Of course, there are always exceptions to the rules. If you are unsure how an estate should be handled when there is no Will, consult an attorney.

Do I Need To Sell My Parents’ Home After They Pass Away To Pay Their Creditors?

The answer to this question varies. If there is a balance on the mortgage, you may have to sell the home to cover this debt. If there are excessive secured debts or taxes due on the estate, it may also be necessary to sell the home. If the value of the home is divided among heirs, it will need to be sold to make the division. On the other hand, if the estate is not in debt and does not have to divide the home, it may just pass to the heir.

Am I Liable For My Spouse’s Debt When They Pass Away?

The type of debt that your spouse had will determine the answer to this question. If the debt is only in your spouse’s name, the estate may be responsible for the debt. However, if your name is also on the debt, you will still need to make payments. There is also a difference between secured and unsecured debts. You are encouraged to work with a lawyer and an accountant to determine the responsibility of the debts.

What Is The Difference Between Probate And Estate Planning?

Probate is the action of distributing an estate after a person has died.

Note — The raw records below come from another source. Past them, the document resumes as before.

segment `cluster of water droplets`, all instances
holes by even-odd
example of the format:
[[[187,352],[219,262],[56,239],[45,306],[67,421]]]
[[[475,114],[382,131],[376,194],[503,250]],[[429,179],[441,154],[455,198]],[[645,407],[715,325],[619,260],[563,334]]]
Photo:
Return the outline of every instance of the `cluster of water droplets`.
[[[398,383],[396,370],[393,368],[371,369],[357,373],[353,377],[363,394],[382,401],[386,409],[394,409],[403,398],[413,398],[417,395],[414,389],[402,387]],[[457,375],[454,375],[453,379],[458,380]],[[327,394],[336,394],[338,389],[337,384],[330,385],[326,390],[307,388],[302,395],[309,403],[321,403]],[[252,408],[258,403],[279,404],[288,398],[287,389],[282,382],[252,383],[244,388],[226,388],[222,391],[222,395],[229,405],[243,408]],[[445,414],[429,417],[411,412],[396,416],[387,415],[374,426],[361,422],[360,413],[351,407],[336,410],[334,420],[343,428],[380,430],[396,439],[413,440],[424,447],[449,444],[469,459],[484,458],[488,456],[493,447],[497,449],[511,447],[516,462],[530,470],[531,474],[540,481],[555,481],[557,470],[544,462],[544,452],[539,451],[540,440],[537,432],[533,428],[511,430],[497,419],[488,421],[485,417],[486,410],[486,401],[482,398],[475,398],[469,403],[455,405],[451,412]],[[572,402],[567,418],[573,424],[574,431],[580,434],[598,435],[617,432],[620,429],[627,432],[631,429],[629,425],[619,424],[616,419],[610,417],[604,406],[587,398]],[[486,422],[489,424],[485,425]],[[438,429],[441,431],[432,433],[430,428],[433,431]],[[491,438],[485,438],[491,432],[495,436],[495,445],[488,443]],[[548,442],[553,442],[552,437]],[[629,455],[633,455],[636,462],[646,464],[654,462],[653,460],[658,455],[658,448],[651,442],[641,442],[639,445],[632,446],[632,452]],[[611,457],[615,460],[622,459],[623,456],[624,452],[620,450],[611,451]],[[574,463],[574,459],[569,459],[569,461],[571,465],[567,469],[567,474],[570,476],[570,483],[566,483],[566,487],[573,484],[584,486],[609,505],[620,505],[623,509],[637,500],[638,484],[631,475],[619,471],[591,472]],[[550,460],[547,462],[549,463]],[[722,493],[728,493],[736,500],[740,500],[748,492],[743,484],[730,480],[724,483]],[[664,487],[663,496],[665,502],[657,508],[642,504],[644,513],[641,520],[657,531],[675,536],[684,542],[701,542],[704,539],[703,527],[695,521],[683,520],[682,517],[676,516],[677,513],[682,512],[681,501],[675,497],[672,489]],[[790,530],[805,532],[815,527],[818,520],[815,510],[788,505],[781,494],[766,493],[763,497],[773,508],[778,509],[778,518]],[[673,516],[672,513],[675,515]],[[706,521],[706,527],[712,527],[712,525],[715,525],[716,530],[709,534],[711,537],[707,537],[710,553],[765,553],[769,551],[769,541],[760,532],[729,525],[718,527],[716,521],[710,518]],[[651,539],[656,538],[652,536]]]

Estate planning is the action of taking care of your assets before your death to ensure that it is protected from excessive taxes and is disbursed as you see fit.

Who Has The Authority To Pay The Debts Of The Deceased Out Of Their Assets?

The administrator of the Will is the only authorized person to pay the debts of the deceased.

Whom May A Debt Collector Speak To About The Debts Of The Deceased?

Debt collectors can only speak with the administrator of the estate about the debts of the deceased person. Many will try to contact the surviving spouse or other family members in an effort to collect the debts. They often try to “shame” these relatives into paying these debts. If this happens, kindly refer them to the estate executor. Never pay a debt from your own money.